I'm writing a spoof article on archaeologists discovering the virgin mary's hymen.

Discussion in 'Writers Forum' started by moonlightdelerium, Apr 3, 2007.

  1. moonlightdelerium

    moonlightdelerium Senior Member

    But I need some ideas, like, what would convincingly preserve her hymen after all this time and what would it mean to religion. Perhaps she was a hermaphrodite who underwent a C-section? Maybe she adopted Jesus and was just bloated the whole time? Maybe she was a virgin because she was just plain smelly. Any ideas are much appreciated.
  2. sentient

    sentient Senior Member

    I would suggest that you start by going undercover into israel and palestine and start excavating their temples but if anyone asks just pretend you are from the ministry of works and flash some forged papers at them. Dont forget to look impressive though, a bit rich and order loads of people about like you know what you are doing, also dont forget that if you find the clitoris dont be tempted to play around with it, it will drag you into its mysteries and delay your real work. Be warned many an archaologist has been lost by becoming embroiled in the politics of the clit.

    There is a book called the mystery of the missing hyena but dont misread the title thats about a hyena that escapes from a zoo, and the the book of marys hymns is also a none starter. You definitely have to be good at spelling to find the hymen

    good luck in israel
  3. White Scorpion

    White Scorpion 4umotographer

    You can get it down Tesco's for £2.99. If you buy 2 you get one free.
  4. moonlightdelerium

    moonlightdelerium Senior Member

    I just finished it! Voila!

    Archaeologists Discover Virgin Mary's Hymen
    If you thought the Immaculate Conception was a hard pill to swallow, prepare to choke!
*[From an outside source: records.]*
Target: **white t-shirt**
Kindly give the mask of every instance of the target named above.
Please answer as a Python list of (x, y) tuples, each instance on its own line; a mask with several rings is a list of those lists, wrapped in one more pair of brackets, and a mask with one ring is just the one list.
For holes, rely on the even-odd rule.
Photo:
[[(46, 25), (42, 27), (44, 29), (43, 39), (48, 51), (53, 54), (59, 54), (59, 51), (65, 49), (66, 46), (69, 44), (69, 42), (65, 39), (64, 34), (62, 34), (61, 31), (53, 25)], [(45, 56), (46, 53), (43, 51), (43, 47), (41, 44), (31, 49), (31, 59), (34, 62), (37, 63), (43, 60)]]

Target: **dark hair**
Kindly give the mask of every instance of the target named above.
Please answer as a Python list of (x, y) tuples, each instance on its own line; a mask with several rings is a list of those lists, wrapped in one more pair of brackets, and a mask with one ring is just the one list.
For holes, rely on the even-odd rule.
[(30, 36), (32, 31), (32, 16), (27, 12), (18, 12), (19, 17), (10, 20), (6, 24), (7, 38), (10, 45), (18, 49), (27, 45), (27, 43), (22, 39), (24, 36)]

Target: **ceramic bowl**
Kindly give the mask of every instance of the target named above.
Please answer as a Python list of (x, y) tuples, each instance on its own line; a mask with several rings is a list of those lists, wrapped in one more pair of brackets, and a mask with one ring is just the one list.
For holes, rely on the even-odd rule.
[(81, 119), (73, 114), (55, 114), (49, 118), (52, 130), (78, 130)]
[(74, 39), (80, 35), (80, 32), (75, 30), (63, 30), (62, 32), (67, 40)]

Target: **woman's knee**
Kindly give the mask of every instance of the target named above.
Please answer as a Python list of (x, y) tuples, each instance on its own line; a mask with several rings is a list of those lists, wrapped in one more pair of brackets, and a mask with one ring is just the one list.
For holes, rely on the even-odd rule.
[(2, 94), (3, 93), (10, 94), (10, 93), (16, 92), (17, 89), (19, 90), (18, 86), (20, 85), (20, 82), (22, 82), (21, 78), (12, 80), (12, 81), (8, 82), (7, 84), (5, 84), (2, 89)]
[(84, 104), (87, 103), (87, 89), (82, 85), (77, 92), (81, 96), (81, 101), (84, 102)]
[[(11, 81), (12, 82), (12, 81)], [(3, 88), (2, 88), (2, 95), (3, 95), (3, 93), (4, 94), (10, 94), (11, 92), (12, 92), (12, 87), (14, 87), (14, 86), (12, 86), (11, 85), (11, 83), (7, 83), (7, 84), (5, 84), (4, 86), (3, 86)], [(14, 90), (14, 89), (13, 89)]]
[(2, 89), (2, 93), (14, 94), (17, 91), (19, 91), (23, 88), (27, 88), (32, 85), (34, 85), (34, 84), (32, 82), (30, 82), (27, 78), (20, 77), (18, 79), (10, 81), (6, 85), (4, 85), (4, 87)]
    On an excavation which took place in Jerusalem, January 21'st 2007, a team of

    Archaeologists made a shocking discovery. Dr. David Desecravinsky, PhD, took his scalpel

    in hand and unknowingly dug out what was later identitified as the (supposed) Virgin

    Mary's putrid corpse. Despite the striking age of the corpse, Mary was still reasonably

    fresh looking (with many of her organs and tissues in an identifiable state). Whether it was

    this peculiarity, the mephitic stench of deadness, or just an undeniable human tendancy

    to play Pandora, something compelled Desecravinsky to issue a top secret study of the Virgin

    Mother's remains.

    Both the hired scientists and archaeologists were bewildered by the one piece of

    tissue which had miraculously stayed intact; her hymen. Yes, they had uncovered the one

    piece of tissue that, alone, could prove the veracity of the New Testament and send heathens

    running straight for Confessional booths left, right, and center. How convenient for the

    Catholic Church, right? Not exactly...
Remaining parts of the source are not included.